By 2019, the nonprofit had acquired four organizations to help its mission:

- Council for Adult and Experiential Learning (CAEL): an organization that provides adult career advising and other services
- Education at Work: provides paid work opportunities for college students
- InsideTrack: provides student coaching services
- Roadtrip Nation: a program and website featuring interviews from a wide range of people with the purpose of providing career advice
The State Opportunity Index was released in April of 2024. The report finds that states excel in affordability and outcome tracking but lag in career coaching, work-based learning, and employer alignment. It urges better collaboration to improve job outcomes, highlighting that internships and coaching reduce underemployment. Experts hope it drives policy changes for workforce readiness.

In 2021, the Strada Education Network formed a partnership with 28 historically Black colleges and universities (HBCUs). The partnership focuses on leadership development, scholarships, and financial support to defray the costs of internships, and building professional networks to help students begin their careers or explore graduate school options. Strada funded the partnership with a $25 million grant.

Also in 2021, Strada hired Stephen Moret, who was credited with landing Amazon’s HQ2 in Northern Virginia and the Washington D.C. area was hired as the new CEO.

In 2022, Strada and the Taskforce on Higher Education and Opportunity awarded grants to 15 colleges and universities to fund projects to improve post-graduation outcomes for students from underrepresented racial and ethnic backgrounds; students who are low-income or first-generation; and students who have transferred or are working while at school. The different projects included expanding career services and support, incorporating career preparation into curricula, and improving student job outcomes. The University of Texas System used its grant to pilot a program to add micro credentials focused on workplace skills into a four-year curriculum.

Later in 2022, Strada presented ten community colleges with grants through the Strada Education Network’s Employer and Community College Partnership Challenge. This challenge supports employer partnerships that connect students with in-demand employment opportunities to strengthen regional economies.

In 2023, Strada Education Network was rebranded as Strada Education Foundation.
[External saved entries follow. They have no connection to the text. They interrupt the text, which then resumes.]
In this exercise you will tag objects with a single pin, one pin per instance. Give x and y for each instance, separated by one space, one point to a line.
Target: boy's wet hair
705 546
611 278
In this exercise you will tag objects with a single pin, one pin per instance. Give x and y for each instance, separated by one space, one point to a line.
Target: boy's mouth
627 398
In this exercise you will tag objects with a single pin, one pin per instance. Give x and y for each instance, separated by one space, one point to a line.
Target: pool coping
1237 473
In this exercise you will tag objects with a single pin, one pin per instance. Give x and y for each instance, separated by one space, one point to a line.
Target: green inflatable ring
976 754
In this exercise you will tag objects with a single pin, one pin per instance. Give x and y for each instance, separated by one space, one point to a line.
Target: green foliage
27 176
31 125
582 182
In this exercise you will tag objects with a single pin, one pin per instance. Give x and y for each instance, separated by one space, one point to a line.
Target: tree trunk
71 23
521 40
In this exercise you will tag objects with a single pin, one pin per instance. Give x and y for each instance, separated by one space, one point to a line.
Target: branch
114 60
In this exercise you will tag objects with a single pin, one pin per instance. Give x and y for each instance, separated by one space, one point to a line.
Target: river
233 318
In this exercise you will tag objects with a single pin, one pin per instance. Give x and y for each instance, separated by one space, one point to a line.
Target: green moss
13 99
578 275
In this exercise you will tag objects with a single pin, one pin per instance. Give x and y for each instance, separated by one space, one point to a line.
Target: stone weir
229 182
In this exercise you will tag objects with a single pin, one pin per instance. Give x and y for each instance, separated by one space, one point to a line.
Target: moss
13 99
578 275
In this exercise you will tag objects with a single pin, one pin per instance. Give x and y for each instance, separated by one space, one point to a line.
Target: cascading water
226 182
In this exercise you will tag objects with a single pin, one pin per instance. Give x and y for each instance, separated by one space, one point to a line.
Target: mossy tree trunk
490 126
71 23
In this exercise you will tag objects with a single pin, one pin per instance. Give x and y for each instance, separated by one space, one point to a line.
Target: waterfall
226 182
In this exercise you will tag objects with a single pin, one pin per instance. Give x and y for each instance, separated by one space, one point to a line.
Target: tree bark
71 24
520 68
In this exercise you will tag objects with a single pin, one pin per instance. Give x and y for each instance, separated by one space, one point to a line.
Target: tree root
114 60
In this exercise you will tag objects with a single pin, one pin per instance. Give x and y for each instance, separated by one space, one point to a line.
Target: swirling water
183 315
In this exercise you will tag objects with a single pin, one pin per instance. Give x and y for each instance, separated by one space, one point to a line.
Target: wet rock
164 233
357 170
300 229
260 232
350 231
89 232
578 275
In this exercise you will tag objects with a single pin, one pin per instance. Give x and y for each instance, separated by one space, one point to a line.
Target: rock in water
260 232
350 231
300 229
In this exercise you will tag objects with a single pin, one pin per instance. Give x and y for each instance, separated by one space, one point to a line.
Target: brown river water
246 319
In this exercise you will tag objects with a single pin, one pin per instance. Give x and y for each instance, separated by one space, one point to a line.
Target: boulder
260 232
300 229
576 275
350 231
In December 2023, Techstars announced it would relaunch the Techstars Workforce Development Accelerator. Strada Education Foundation returned as a partner to the program, and World Education Services joined as a new partner [20] [21]. The 13-week accelerator program is for “mission-driven startups that maximize human potential through work, education, and economic mobility solutions.”

In 2024, a Strada report named “Talent Disrupted” found that 52% of recent grads are underemployed, with 45% still so after a decade. First jobs shape long-term success, with STEM majors and internships reducing underemployment. It urges more paid internships, career coaching, and access to high-wage fields.